U.S. turns over seven from Guantanamo

MOSCOW — The United States has turned over seven Russian citizens who were being held at the U.S. detention center at Guantanamo Bay, Cuba, U.S. and Russian officials said yesterday.

Russian authorities have charged the men with illegally crossing borders, mercenary activity and participating in a criminal group, the Interfax new agency reported.
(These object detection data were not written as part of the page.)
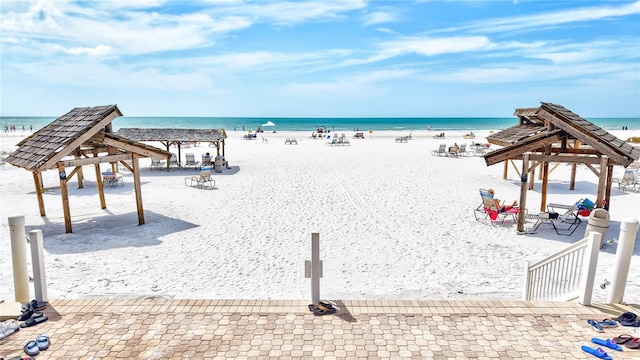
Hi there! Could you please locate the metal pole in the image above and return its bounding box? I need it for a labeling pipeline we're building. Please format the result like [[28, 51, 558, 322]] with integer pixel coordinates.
[[578, 231, 602, 306], [311, 233, 322, 304], [9, 215, 29, 303], [607, 218, 638, 304], [29, 230, 48, 301]]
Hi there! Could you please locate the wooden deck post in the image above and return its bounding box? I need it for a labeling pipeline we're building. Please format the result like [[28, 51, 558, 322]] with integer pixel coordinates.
[[33, 171, 47, 216], [131, 154, 144, 225], [93, 164, 107, 209], [596, 156, 609, 208], [518, 152, 531, 233], [58, 162, 73, 233], [603, 165, 613, 211]]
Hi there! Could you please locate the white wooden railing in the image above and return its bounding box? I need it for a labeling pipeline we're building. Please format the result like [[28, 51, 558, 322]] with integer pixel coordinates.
[[522, 232, 602, 305]]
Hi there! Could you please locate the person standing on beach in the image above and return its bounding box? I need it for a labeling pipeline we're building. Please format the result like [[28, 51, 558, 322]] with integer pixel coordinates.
[[487, 189, 518, 212]]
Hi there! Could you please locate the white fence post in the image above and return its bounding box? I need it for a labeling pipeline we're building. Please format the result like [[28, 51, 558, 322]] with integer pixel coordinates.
[[9, 215, 29, 303], [29, 230, 48, 301], [607, 218, 638, 304], [522, 261, 531, 301], [578, 231, 602, 305], [304, 233, 322, 304]]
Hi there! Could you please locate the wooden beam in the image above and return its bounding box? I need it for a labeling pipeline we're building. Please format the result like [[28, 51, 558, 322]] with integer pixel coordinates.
[[33, 171, 47, 216], [57, 162, 73, 233], [540, 163, 549, 212], [484, 130, 560, 166], [132, 154, 144, 225], [98, 137, 167, 160], [530, 154, 600, 164], [61, 154, 131, 166], [596, 156, 609, 208], [39, 110, 120, 169], [603, 165, 613, 211], [538, 107, 628, 164], [584, 164, 600, 177], [93, 154, 107, 209], [518, 153, 530, 233], [505, 160, 522, 179]]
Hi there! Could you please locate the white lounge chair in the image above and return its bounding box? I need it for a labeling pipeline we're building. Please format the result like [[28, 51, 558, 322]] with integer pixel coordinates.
[[184, 169, 216, 189], [184, 153, 200, 169], [613, 169, 640, 191], [431, 144, 447, 156]]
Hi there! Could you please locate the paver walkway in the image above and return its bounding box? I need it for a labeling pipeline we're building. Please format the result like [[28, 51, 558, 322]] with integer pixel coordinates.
[[0, 298, 640, 359]]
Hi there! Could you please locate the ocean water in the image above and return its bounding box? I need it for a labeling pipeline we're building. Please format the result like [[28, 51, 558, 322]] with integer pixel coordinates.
[[0, 116, 640, 131]]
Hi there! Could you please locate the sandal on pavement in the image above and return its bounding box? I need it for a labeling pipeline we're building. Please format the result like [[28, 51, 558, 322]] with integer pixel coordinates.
[[587, 319, 604, 332], [24, 340, 40, 356], [582, 345, 613, 360]]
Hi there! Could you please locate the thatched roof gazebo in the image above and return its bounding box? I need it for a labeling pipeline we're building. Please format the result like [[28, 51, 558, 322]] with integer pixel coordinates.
[[5, 105, 171, 233], [118, 128, 227, 169], [484, 102, 640, 231]]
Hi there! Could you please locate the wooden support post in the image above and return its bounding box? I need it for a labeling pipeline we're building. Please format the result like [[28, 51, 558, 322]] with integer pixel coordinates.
[[603, 165, 613, 211], [518, 152, 531, 233], [58, 162, 73, 233], [93, 164, 107, 209], [596, 156, 609, 208], [529, 164, 536, 190], [76, 162, 84, 189], [33, 171, 47, 216], [131, 154, 144, 225], [540, 162, 549, 212], [569, 163, 578, 190]]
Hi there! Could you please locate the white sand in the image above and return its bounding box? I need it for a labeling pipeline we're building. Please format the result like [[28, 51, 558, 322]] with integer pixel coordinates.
[[0, 131, 640, 303]]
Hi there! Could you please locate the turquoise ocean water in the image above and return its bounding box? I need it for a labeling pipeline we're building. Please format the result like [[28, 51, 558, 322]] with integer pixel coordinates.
[[0, 116, 640, 131]]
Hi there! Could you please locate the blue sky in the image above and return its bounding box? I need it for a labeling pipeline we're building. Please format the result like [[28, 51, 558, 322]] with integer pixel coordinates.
[[0, 0, 640, 117]]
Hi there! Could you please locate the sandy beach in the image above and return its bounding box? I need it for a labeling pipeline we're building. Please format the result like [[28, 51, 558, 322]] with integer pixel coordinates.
[[0, 131, 640, 303]]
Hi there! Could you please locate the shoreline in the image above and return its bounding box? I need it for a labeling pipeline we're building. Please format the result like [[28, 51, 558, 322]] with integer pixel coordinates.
[[0, 130, 640, 301]]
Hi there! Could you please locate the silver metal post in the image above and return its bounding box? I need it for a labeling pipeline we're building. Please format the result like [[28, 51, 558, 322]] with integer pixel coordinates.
[[29, 230, 49, 301], [311, 233, 322, 304], [9, 215, 29, 303], [607, 218, 638, 304]]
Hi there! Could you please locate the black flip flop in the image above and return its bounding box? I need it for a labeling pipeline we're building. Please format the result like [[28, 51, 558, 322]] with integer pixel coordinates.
[[309, 303, 336, 315], [20, 314, 49, 328]]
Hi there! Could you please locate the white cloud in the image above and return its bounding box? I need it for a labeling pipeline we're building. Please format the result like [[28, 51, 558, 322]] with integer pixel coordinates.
[[380, 36, 493, 56], [364, 11, 398, 26], [462, 2, 640, 33], [55, 45, 111, 56]]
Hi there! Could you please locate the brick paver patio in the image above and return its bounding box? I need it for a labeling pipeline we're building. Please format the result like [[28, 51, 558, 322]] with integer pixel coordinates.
[[0, 298, 640, 360]]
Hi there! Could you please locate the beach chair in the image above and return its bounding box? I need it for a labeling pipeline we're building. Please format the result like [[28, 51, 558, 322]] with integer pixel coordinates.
[[202, 154, 211, 167], [184, 153, 200, 169], [184, 168, 216, 189], [149, 159, 166, 170], [473, 189, 520, 226], [102, 170, 124, 187], [431, 144, 447, 156], [456, 144, 469, 156], [324, 137, 339, 146], [613, 169, 640, 191], [525, 202, 582, 236], [169, 154, 180, 168], [445, 146, 460, 157]]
They were captured in Afghanistan and accused of fighting alongside the Taliban.

The detainees were turned over on Saturday under an agreement reached earlier by Washington and Moscow, and were in the custody of Russia’s Justice Ministry, the Foreign Ministry said in a statement.


Democracy effort costs U.S. millions

The United States has shelled out more than $39 million over five years in a bid to promote democracy in communist-ruled China, a report says.
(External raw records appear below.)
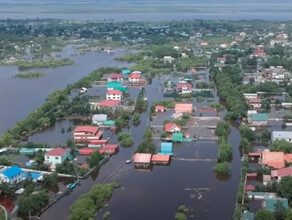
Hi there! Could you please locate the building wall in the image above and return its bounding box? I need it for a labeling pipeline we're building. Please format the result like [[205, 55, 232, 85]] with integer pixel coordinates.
[[0, 172, 23, 184], [252, 121, 268, 126], [106, 95, 122, 100], [129, 78, 140, 83], [45, 154, 68, 164]]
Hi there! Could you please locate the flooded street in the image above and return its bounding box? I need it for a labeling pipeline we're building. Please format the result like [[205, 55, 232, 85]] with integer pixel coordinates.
[[40, 72, 241, 220]]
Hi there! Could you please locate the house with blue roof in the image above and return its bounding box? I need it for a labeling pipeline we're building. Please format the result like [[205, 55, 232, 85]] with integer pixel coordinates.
[[159, 142, 172, 155], [0, 166, 24, 184]]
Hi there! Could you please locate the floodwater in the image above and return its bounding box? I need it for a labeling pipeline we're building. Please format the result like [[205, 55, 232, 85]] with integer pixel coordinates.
[[0, 47, 130, 136], [40, 73, 241, 220]]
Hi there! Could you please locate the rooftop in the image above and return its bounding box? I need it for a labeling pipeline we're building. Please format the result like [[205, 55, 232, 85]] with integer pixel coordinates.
[[98, 100, 120, 107], [45, 147, 68, 156], [74, 126, 98, 134], [272, 131, 292, 139], [174, 103, 193, 113], [107, 89, 123, 95], [251, 113, 268, 121], [3, 166, 22, 178], [271, 167, 292, 177], [134, 153, 152, 163], [262, 151, 285, 168]]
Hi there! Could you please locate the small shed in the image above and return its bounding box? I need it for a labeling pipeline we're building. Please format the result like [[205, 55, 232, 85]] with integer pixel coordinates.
[[102, 144, 119, 154], [242, 211, 254, 220], [172, 133, 183, 142], [151, 154, 170, 165], [159, 142, 172, 155], [88, 140, 108, 147], [134, 153, 152, 168], [103, 120, 116, 126], [79, 148, 95, 155], [155, 105, 165, 112], [264, 198, 289, 212], [250, 113, 268, 126]]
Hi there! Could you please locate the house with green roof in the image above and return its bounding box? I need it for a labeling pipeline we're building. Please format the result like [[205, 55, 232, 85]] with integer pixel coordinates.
[[241, 211, 254, 220], [248, 113, 268, 126], [264, 198, 289, 212], [172, 133, 183, 142]]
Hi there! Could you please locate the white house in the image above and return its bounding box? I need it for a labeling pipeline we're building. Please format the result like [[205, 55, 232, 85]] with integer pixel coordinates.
[[243, 93, 258, 99], [92, 114, 107, 125], [106, 90, 123, 100], [271, 131, 292, 143], [129, 71, 142, 83], [163, 56, 174, 63], [45, 147, 69, 165], [0, 166, 24, 184]]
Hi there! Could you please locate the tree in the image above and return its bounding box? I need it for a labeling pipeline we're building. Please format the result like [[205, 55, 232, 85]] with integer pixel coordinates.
[[66, 138, 74, 148], [133, 112, 140, 125], [277, 176, 292, 201], [42, 172, 58, 186], [270, 140, 292, 154], [239, 137, 252, 153], [87, 150, 103, 168], [174, 213, 187, 220], [274, 201, 286, 220], [239, 125, 256, 142], [218, 144, 232, 162], [215, 121, 230, 137], [214, 162, 231, 175], [254, 209, 276, 220]]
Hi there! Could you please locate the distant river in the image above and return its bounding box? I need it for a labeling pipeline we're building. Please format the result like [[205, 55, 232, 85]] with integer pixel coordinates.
[[0, 48, 129, 136], [0, 11, 292, 21]]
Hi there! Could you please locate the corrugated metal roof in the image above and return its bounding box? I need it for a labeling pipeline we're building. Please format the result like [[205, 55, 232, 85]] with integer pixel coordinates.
[[251, 113, 268, 121], [3, 166, 22, 179], [272, 131, 292, 140], [265, 198, 289, 211]]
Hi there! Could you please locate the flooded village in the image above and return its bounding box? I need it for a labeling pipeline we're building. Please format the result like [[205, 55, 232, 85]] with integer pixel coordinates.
[[0, 18, 292, 220]]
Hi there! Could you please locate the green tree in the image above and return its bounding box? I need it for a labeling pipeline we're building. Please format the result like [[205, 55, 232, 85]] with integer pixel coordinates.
[[270, 140, 292, 154], [277, 176, 292, 201], [42, 172, 58, 186], [174, 212, 187, 220], [133, 112, 140, 125], [218, 144, 232, 162], [214, 162, 231, 175], [239, 125, 256, 142], [215, 121, 230, 137], [274, 201, 286, 220], [239, 138, 252, 153], [254, 209, 276, 220], [87, 150, 103, 168]]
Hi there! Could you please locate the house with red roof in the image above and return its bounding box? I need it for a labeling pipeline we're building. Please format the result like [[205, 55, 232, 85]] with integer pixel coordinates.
[[174, 103, 193, 113], [176, 83, 193, 94], [107, 73, 123, 82], [106, 89, 123, 101], [253, 49, 267, 57], [271, 167, 292, 181], [73, 126, 103, 145], [155, 105, 166, 112], [45, 147, 69, 165], [164, 123, 181, 133], [97, 100, 121, 112], [262, 151, 285, 169], [247, 98, 262, 109], [128, 71, 146, 84], [134, 153, 152, 168]]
Money has flowed to grass-roots democracy projects and financed some joint initiatives with arms of the Chinese government and judicial authorities, said the report by the General Accounting Office (GAO).
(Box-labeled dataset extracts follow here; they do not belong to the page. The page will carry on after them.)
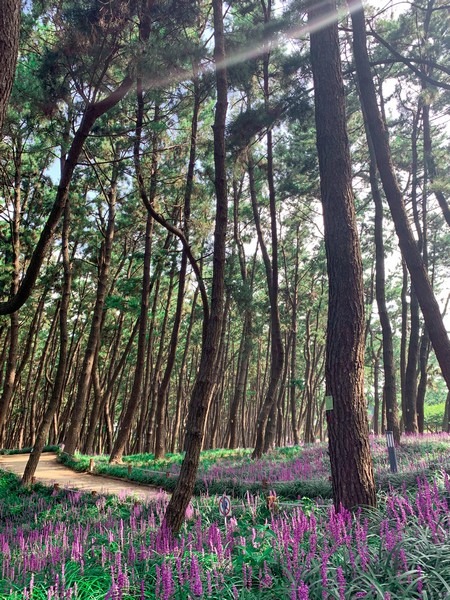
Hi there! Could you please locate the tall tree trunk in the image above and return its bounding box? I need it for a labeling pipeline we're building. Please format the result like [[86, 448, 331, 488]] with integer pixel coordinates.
[[64, 185, 117, 454], [249, 0, 284, 459], [155, 75, 201, 459], [22, 203, 72, 485], [0, 147, 22, 447], [0, 0, 21, 134], [348, 0, 450, 389], [308, 0, 376, 510], [170, 288, 198, 454], [164, 0, 228, 533], [365, 125, 400, 444]]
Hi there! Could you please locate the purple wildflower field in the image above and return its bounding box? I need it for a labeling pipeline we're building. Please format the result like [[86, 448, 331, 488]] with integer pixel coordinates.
[[0, 440, 450, 600]]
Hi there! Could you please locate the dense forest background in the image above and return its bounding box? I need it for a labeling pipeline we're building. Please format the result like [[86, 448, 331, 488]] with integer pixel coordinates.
[[0, 0, 450, 464]]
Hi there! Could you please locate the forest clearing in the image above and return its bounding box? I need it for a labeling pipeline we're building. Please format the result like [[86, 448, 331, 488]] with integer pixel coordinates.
[[0, 0, 450, 600]]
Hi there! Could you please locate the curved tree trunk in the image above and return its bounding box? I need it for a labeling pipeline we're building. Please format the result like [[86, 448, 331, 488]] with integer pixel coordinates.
[[22, 203, 72, 485], [367, 139, 400, 444], [64, 181, 117, 454], [348, 0, 450, 389], [308, 0, 376, 510], [109, 96, 159, 463], [164, 0, 228, 533], [0, 148, 22, 447]]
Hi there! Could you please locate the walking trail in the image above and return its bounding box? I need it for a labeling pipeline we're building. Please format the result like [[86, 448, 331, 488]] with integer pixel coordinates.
[[0, 452, 165, 500]]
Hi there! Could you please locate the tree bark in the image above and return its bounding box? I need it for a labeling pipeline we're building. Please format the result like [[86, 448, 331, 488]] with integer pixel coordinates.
[[348, 0, 450, 389], [64, 185, 117, 454], [22, 203, 72, 485], [0, 143, 23, 438], [164, 0, 228, 533], [367, 139, 400, 444], [0, 0, 21, 134], [308, 0, 376, 510], [0, 77, 133, 315]]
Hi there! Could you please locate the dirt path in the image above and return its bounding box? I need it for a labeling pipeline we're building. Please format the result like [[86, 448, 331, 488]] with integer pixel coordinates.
[[0, 452, 169, 500]]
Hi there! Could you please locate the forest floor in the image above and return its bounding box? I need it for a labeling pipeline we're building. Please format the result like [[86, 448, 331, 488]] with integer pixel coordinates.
[[0, 453, 165, 500]]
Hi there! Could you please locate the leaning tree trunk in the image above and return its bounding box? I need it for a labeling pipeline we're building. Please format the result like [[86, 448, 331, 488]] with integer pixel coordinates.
[[0, 147, 22, 446], [164, 0, 228, 533], [348, 0, 450, 389], [249, 0, 284, 459], [22, 203, 72, 485], [309, 0, 376, 509], [364, 115, 400, 444], [0, 0, 21, 133], [64, 181, 117, 454], [155, 76, 201, 459]]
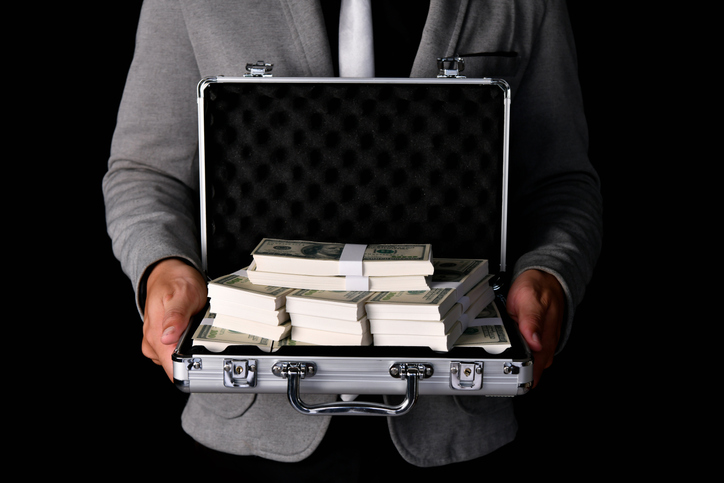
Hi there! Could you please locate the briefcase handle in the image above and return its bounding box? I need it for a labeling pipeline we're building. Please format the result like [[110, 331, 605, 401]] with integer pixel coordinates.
[[276, 363, 430, 416]]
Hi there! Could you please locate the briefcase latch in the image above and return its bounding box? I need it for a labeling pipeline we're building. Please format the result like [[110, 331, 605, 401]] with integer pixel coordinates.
[[222, 359, 256, 387], [450, 362, 483, 391], [244, 60, 274, 77]]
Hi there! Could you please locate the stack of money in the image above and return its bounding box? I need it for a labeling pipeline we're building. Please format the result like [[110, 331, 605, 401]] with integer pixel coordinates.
[[286, 289, 373, 345], [243, 238, 434, 292], [366, 259, 495, 351], [208, 270, 293, 341], [193, 314, 274, 352], [455, 302, 510, 354]]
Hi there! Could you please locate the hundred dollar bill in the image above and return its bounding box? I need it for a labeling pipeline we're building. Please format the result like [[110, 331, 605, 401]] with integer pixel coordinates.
[[251, 238, 434, 277], [430, 258, 489, 298], [286, 289, 373, 322], [193, 322, 272, 352], [455, 302, 511, 354], [366, 275, 492, 320], [208, 270, 292, 310], [455, 324, 510, 354]]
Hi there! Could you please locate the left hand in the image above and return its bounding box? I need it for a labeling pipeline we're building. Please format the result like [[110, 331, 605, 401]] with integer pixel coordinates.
[[507, 270, 565, 387]]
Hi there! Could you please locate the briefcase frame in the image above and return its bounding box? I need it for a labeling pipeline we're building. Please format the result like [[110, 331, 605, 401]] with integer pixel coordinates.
[[173, 59, 533, 416]]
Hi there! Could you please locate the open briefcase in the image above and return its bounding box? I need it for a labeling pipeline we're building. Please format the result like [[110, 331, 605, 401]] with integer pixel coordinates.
[[173, 58, 533, 415]]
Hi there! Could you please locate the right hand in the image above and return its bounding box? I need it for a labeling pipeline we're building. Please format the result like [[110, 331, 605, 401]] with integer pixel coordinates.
[[141, 258, 207, 381]]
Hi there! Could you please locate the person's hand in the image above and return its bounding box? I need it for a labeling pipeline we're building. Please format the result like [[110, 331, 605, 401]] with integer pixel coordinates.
[[141, 258, 207, 381], [507, 270, 565, 387]]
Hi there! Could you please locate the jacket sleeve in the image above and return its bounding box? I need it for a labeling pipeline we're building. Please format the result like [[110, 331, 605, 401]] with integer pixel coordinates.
[[509, 1, 602, 349], [102, 0, 200, 310]]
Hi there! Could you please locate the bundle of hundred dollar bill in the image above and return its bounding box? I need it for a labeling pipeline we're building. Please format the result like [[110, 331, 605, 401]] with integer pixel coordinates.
[[366, 259, 495, 351], [287, 289, 373, 346], [202, 270, 293, 341], [189, 239, 508, 351], [243, 238, 434, 292], [455, 301, 510, 354]]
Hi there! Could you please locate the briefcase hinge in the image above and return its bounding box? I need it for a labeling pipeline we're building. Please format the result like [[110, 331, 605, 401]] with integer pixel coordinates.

The report was compiled at the request of members of the House International Relations Committee, said the GAO, which acknowledged that the issue of democratic aid to China often was contentious.

Congress authorized the provision of U.S. funds for democracy programs in China in 1999.


Trial begins in schoolgirl murders

ARLON — Belgium’s “most hated man,” Marc Dutroux, went on trial yesterday, eight years after his arrest for the abductions, rapes and murders of several girls in a series of crimes that horrified the world.

An impassive Dutroux, speaking in a flat voice via a microphone from behind bulletproof glass, addressed the court only to confirm his name and that he was unemployed.

The 47-year-old former electrician, a convicted child rapist, appeared to doze off at one point as the court spent the first day of the trial choosing a jury.